Photo by Nord DDB Riga

One August night, an unusual scene was visible in the centre of Riga — fifteen horses roared along Lāčplēša, Dzirnava, Skanstes and other streets, accompanied by a creative team of eighty people. The culprit of the unusual event — LMT 5G internet advertising clip — has just been launched.

Stories Editorial September 22, 2021

Vairis Strazds, author of the creative concept of the commercial and creative director at Nord DDB Riga, explains the idea of the campaign: «In the conflict between progress and darkness, progress often chooses to remain silent — to avoid rather than speak confidently. We are glad that we can work with a brand that is not afraid of resistance and goes forward at full capacity. At the heart of the LMT campaign, we put a sense of upcoming change, not promises of how 5G will change our daily lives. We don’t know that yet. We chose a horse race in the city as a figurative metaphor for the scale of 5G impact and its exciting energy.»

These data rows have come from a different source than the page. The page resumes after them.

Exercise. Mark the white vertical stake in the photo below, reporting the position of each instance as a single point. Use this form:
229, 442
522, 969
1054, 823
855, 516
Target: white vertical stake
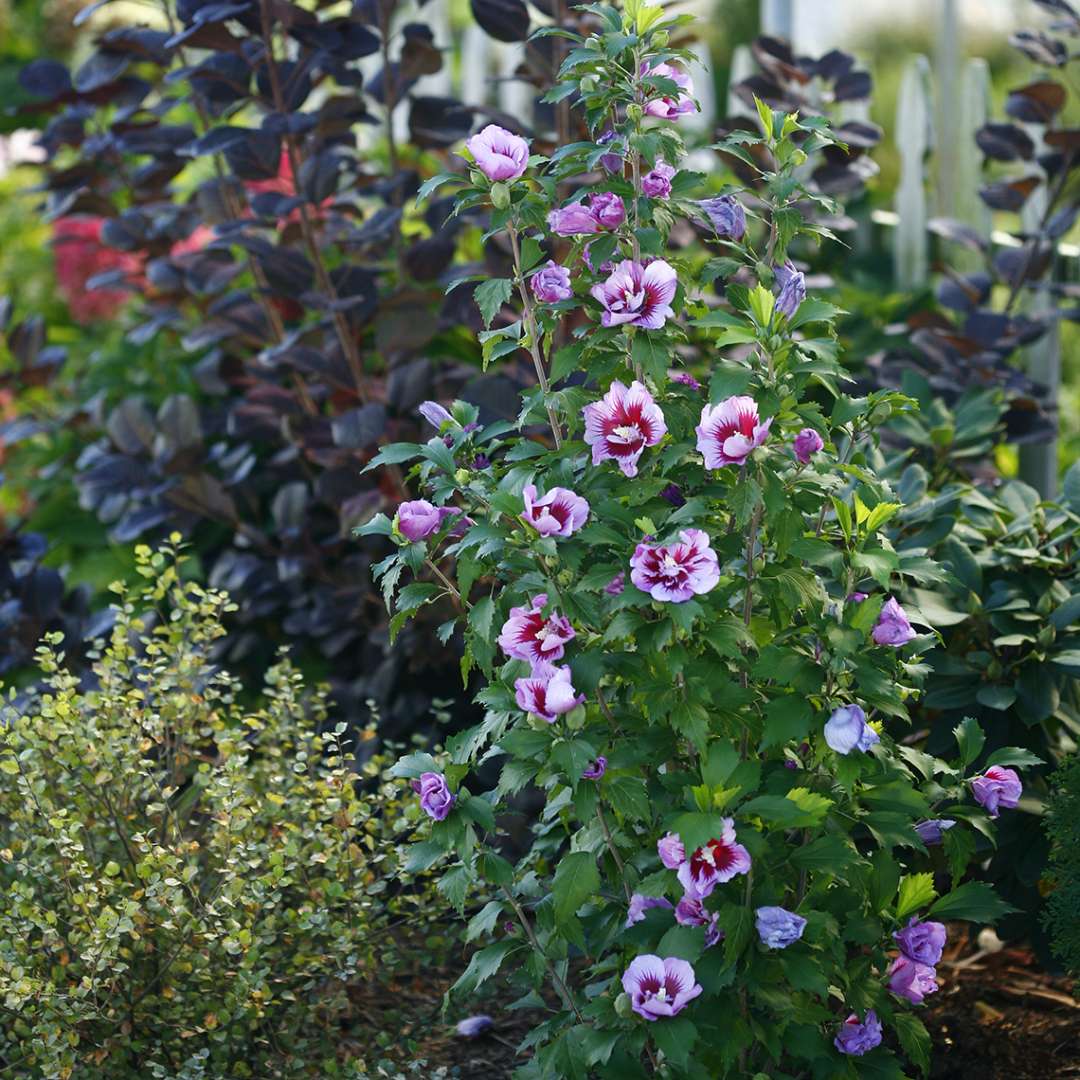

In order to realise an idea of this scale in high quality, a strong team of film professionals was assembled, including internationally recognised masters — cameraman Jurģis Kmins, director Jānis Nords and producer Augustinas Katilius from Lithuania.

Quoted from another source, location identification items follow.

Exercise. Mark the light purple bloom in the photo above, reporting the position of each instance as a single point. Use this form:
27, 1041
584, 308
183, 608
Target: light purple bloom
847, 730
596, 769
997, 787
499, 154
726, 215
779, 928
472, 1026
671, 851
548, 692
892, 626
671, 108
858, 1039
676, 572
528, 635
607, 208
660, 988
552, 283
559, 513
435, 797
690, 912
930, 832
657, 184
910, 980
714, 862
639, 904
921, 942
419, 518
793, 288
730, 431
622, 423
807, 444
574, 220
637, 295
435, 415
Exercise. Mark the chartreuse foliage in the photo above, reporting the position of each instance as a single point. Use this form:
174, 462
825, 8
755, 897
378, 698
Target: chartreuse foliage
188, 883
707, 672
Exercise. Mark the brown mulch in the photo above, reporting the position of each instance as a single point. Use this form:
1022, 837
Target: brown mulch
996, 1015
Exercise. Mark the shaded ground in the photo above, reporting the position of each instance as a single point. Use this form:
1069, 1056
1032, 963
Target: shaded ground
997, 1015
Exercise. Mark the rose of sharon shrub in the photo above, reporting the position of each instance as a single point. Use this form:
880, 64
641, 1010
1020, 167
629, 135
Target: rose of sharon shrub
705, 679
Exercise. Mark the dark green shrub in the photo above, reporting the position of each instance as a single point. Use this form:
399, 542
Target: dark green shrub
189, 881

«Through the points of view of several people, we are witnessing an almost supernatural, powerful and beautiful event, when the city streets at night are overrun by a raging herd. 5G is an invisible, powerful, beautiful force that has taken the shape of a horse. Filming the video turned out to be an ambitious project not only in the filming area, but also on a production / post-production scale. Although the creative setting is seemingly simple, it is also visually impressive,» says video director Jānis Nords.

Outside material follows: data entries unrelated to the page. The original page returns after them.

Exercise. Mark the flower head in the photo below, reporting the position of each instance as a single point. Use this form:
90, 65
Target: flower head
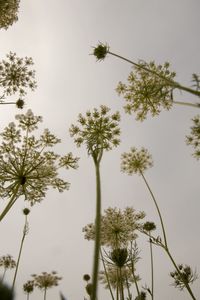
46, 280
184, 277
28, 166
136, 161
16, 76
149, 88
8, 12
194, 138
7, 262
28, 287
149, 226
98, 130
117, 227
100, 51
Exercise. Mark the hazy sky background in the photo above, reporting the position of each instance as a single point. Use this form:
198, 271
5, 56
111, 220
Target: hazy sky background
58, 35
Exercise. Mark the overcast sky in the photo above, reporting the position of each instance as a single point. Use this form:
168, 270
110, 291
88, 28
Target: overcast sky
59, 36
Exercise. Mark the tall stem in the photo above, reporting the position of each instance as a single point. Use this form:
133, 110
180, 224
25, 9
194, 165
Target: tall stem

According to Augustinas Katilius, the producer of the clip, one of the biggest challenges was to achieve synchronous horse operation in the given shooting conditions — at night, in the spotlights and in an unusual environment. In order to successfully manage the filming process, about eighty people from Latvia and Lithuania were involved — both the creative team and the horse owners, caregivers and trainers.